Milan Linate completes €40 million terminal redevelopment

Completion of the scheme comes as the Italian airport targets a traffic increase this summer.

The redevelopment of Milan Linate’s (LIN) terminal building has been officially completed, two years after work began on the project.

The program has included demolishing the old part of the single-storey terminal to construct a new three-level building totaling 10,000 m2.

The airport’s boarding halls have also been expanded, check-in areas  redesigned, and a "faceboarding" biometric boarding system has been installed.

Additionally, renovation to LIN’s runway has been carried out, with the workbeing undertaken during summer 2019 when the airport closed for three months.

The overall cost of the redevelopment work has amounted to about €40 million ($49 million).

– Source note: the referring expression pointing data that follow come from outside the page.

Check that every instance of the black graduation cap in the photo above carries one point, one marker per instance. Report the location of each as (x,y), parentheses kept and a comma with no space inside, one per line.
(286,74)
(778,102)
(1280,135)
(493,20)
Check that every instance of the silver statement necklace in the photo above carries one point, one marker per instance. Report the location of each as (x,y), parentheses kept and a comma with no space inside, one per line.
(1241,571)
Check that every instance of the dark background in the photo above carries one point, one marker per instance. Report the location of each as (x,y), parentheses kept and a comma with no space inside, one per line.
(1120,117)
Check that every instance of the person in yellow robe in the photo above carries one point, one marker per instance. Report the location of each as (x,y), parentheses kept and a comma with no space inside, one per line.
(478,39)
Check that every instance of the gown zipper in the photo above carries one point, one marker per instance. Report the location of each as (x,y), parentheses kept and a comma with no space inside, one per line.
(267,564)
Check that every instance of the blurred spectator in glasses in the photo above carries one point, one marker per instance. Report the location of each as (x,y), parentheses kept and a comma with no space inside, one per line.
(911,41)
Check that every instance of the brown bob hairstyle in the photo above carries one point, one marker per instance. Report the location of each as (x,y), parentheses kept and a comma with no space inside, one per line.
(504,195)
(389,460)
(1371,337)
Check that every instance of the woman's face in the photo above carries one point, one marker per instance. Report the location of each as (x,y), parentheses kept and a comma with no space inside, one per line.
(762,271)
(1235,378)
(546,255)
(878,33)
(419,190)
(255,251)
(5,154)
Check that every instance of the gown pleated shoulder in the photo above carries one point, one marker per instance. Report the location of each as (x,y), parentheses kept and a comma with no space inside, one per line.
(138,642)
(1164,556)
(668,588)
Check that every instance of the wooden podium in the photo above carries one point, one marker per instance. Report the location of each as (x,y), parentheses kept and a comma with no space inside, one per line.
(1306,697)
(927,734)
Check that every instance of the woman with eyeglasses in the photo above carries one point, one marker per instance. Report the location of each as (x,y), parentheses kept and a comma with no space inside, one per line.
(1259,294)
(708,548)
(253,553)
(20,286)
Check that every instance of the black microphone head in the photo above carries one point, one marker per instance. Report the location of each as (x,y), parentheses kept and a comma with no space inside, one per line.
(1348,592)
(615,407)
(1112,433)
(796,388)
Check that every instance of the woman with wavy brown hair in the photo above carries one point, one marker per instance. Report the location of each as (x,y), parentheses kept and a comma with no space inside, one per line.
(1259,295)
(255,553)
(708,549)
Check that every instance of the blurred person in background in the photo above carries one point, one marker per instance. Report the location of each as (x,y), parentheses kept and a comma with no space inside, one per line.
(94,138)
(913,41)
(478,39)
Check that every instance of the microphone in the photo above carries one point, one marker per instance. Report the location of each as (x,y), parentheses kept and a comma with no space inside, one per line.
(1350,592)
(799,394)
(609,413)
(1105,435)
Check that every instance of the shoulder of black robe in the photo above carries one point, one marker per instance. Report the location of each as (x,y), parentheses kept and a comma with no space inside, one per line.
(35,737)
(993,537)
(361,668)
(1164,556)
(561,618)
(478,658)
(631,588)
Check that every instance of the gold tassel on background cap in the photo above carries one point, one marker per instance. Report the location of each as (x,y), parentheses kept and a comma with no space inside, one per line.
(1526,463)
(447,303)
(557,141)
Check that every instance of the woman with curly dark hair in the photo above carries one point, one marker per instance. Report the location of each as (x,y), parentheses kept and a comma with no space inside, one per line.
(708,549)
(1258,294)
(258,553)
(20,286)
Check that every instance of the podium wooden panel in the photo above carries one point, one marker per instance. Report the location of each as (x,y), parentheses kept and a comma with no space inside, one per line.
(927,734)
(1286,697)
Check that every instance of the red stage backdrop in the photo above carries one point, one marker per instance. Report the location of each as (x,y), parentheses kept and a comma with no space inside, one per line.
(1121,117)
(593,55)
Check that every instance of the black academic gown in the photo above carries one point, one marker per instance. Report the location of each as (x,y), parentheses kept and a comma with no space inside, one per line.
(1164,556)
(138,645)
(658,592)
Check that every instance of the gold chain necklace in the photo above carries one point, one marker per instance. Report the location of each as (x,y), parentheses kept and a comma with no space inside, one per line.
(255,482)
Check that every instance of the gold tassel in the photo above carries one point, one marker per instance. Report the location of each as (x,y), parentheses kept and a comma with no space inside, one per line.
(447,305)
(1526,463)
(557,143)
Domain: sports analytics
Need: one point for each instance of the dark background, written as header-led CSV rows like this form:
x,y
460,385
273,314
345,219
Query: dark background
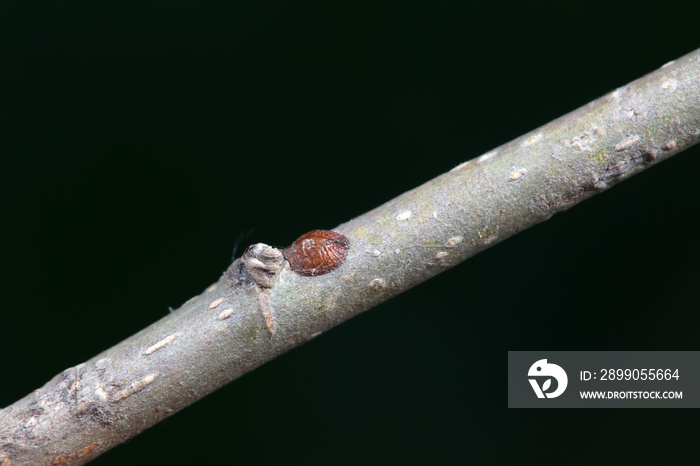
x,y
139,140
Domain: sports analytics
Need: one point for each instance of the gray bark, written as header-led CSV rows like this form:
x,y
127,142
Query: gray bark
x,y
260,308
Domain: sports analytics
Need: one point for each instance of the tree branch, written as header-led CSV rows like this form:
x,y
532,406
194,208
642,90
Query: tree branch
x,y
260,308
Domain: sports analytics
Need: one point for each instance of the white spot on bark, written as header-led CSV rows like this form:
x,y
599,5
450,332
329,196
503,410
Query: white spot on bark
x,y
102,363
668,84
516,174
135,387
585,140
627,143
155,347
101,394
215,303
454,241
377,284
30,422
405,215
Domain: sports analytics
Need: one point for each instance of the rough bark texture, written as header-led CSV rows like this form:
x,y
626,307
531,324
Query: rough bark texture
x,y
260,308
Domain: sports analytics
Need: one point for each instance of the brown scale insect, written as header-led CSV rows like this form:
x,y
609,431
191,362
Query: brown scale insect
x,y
317,252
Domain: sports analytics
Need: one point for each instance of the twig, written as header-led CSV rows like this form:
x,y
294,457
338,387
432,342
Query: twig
x,y
260,308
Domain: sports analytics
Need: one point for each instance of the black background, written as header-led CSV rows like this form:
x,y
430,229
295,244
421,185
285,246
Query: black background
x,y
141,139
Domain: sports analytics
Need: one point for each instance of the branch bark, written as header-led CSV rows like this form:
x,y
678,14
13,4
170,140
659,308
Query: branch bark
x,y
260,308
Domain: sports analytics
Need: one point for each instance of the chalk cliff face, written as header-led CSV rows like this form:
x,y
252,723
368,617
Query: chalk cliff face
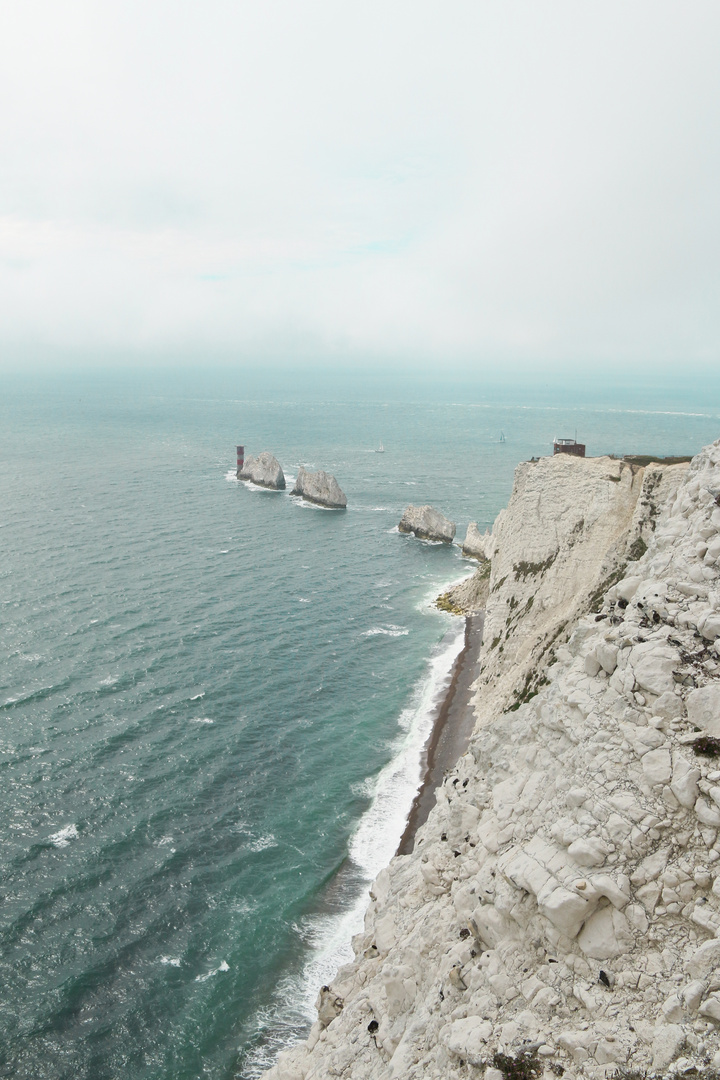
x,y
263,470
320,487
562,901
477,544
428,524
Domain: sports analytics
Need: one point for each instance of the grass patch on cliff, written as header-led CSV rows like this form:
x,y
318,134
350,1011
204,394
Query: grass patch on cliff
x,y
526,1066
647,459
524,569
706,745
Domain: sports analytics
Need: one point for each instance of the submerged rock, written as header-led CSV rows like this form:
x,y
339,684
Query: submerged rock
x,y
263,470
320,487
428,524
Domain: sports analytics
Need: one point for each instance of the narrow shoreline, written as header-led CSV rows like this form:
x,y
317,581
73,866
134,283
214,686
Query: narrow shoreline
x,y
452,727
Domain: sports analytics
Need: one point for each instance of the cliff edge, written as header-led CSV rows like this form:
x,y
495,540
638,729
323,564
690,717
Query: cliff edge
x,y
560,912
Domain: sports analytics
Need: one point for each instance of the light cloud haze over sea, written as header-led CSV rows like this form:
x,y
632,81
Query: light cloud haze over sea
x,y
419,181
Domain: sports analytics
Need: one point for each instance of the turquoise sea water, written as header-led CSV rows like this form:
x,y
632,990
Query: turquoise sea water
x,y
213,698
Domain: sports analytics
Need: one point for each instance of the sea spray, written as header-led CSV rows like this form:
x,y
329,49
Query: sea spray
x,y
374,844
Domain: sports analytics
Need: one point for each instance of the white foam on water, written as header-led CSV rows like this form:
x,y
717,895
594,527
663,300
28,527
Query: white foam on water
x,y
371,847
203,979
63,837
389,631
262,842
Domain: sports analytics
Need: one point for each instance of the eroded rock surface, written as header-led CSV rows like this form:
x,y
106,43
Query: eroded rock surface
x,y
428,524
565,891
263,470
320,487
477,544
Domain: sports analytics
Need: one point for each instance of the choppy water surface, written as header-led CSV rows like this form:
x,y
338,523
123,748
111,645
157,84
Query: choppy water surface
x,y
213,698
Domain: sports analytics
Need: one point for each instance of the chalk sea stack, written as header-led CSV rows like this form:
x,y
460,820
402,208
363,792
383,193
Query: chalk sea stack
x,y
559,913
320,487
428,524
265,470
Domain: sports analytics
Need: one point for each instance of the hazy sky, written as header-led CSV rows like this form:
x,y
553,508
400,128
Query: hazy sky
x,y
417,180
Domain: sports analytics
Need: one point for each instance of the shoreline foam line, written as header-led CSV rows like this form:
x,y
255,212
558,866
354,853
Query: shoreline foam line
x,y
451,730
287,1021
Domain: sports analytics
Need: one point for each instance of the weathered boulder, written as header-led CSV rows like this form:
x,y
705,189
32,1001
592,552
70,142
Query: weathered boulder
x,y
428,524
263,470
704,709
320,487
477,544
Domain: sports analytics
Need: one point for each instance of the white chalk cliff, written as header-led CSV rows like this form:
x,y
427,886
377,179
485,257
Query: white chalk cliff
x,y
562,899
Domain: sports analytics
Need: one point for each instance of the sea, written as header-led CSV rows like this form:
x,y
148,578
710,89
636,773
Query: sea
x,y
214,698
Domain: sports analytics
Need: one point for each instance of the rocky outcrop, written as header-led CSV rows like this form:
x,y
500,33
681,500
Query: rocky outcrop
x,y
428,524
477,544
265,470
562,901
320,487
469,596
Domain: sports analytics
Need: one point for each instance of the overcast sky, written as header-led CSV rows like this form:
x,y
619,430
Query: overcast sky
x,y
415,181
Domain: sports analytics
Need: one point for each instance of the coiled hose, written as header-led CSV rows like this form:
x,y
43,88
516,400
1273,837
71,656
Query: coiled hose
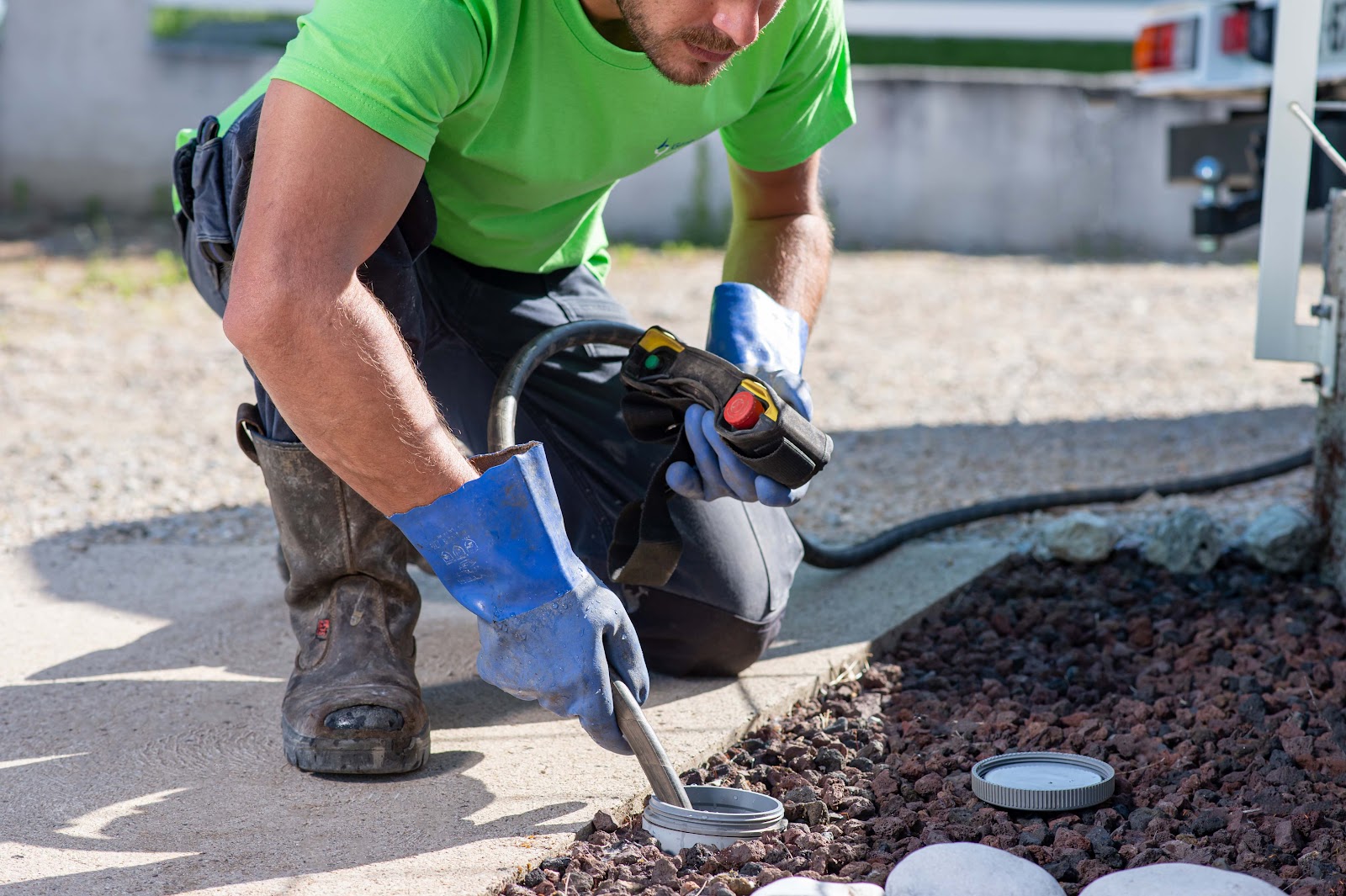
x,y
500,433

Completion of the infrastructure upgrade comes as SEA Group, which manages Linate, is targeting a rebound in traffic this summer after being hampered by travel restrictions in 2020 and during the first half of this year.

Positive signs have emerged in recent weeks with Spanish carrier Volotea begining operations from the airport in late May. The LCC’s inaugural route from LIN started on May 28, connecting the airport with Catania (CTA) in Sicily. Service will initially be 5X-weekly, rising to 1X-daily from June 17.

Flights to the Mediterranean islands of Lampedusa (LMP) and Pantelleria (PNL) also commenced on June 5, while service to Brindisi (BDS) begins on July 3 and Lamezia Terme (SUF) starts a day later.

Other new routes from Linate this summer include easyJet’s flights to CTA and Palermo (PMO), which begin on June 11 and will each be 2X-daily from July, and Blue Air’s route from Cluj-Napoca (CLJ). The latter service started on June 2 and will operate twice a week.

Overall, data provided by OAG Schedules Analyser shows that by mid-July (w/c July 19, 2021) there will be about 96,000 available departure seats from LIN. This compares with 135,000 during the same week in 2019—prior to the airport’s temporary closure—and 137,000 in 2018.